There were many tears after the ceremony as onlookers marched in solemn step to the measured beat of drums and the clip-clop of horse-drawn hearses carrying the four wooden coffins and more than 300 other coffins up Broadway’s famous Canyon of Heroes in Lower Manhattan to their original burial place north of City Hall.

A 20-hour vigil that began at 1:00pm Friday concluded at 9:00am Saturday heralding the start of the public tribute and re-interment ceremony.
 

 
On Saturday morning the long journey of the 419 remains ended with singing, dancing music, prayers, laughter and tears in a final three-hour tribute ceremony led by award-winning poet and civil rights activist, Dr. Maya Angelou. Speaking on behalf of the long dead African Ancestors, she began “ You may bury me in the bottom of Manhattan. I will rise. My people will get me. I will rise out of the huts of history’s shame.”
 
Actors Cicely Tyson, Phylicia Rashad, Avery Brooks and Delroy Lindo were among the celebrities who also spoke to the cheering crowd before the caskets were lowered into the ground.
 

 
Red, black and green flags symbolic of mother Africa dotted the crowd of several thousand people. A sea of color brightened overcast skies and an early autumn drizzle as drummers dressed in kente cloth mingled the heartbeats of the past with the pulse of the present. The vibrant ceremony stood in stark contrast to the harsh, short and often brutal lives led by the first African-Americans.
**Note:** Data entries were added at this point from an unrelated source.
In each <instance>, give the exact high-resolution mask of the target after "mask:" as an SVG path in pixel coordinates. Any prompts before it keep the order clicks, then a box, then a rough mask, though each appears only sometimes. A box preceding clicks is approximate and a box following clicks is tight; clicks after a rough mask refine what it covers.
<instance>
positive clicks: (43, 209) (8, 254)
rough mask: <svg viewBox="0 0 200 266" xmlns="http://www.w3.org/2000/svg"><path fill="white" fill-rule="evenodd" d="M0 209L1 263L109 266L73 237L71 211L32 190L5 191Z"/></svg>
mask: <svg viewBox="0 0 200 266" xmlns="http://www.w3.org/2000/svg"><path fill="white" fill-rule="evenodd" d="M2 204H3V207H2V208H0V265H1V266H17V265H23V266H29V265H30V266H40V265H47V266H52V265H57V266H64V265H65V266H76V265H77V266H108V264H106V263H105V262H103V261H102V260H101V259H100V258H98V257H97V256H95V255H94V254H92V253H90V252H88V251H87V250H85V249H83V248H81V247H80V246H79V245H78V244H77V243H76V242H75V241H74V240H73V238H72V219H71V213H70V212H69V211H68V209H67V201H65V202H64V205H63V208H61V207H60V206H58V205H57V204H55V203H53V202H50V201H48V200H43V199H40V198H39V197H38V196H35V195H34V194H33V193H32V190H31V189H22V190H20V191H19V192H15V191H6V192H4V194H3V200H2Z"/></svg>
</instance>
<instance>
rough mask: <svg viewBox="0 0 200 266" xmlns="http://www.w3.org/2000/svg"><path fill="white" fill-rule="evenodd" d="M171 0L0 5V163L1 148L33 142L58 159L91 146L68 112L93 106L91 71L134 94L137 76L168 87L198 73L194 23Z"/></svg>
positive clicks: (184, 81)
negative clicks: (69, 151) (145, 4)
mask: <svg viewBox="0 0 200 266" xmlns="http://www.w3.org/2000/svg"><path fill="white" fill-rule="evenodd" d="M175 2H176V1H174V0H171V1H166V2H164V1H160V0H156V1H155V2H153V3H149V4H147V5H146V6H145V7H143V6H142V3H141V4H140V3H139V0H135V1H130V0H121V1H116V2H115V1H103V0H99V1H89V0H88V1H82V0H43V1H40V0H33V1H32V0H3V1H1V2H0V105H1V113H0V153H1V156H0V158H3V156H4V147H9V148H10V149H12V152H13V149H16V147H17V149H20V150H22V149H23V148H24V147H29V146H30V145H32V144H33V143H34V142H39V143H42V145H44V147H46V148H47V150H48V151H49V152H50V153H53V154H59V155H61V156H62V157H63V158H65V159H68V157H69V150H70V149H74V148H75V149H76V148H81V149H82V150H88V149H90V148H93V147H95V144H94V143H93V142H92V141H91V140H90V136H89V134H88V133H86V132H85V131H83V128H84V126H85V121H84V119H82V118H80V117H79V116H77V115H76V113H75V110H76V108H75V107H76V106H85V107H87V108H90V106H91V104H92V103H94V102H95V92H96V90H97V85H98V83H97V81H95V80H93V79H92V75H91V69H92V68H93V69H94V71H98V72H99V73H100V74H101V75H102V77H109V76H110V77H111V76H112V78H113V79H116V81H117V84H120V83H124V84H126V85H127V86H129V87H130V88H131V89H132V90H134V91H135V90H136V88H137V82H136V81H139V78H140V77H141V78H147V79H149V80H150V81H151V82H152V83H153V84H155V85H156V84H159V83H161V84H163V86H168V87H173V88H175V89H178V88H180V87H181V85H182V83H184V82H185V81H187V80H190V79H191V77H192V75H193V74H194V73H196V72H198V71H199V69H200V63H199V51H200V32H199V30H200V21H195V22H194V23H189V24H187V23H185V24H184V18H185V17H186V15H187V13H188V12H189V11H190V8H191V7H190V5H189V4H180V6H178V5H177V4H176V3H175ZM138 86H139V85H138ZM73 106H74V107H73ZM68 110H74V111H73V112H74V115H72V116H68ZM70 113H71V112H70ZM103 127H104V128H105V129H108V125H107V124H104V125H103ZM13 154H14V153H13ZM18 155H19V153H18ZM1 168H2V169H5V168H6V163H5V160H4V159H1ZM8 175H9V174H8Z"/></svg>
Veteran civil rights activist, The Rev. Herbert Daughtry made a special plea for divine intervention, calling on the Lord to stop the rain so we, “don’t have to have these umbrellas all over the place.”
It was just after 1:00pm when his prayer appeared to be answered and the weather cleared just in time for the re-interment.

The re-interment, a bittersweet moment, seemed to play out in slow motion bringing a controversial chapter in American history to a close. A Yoruba priest offered blessings and a sacred African prayer as the seven oversized coffins containing the 18th century remains were reverently lowered into the ground and covered in the same place they had been discovered a dozen years earlier.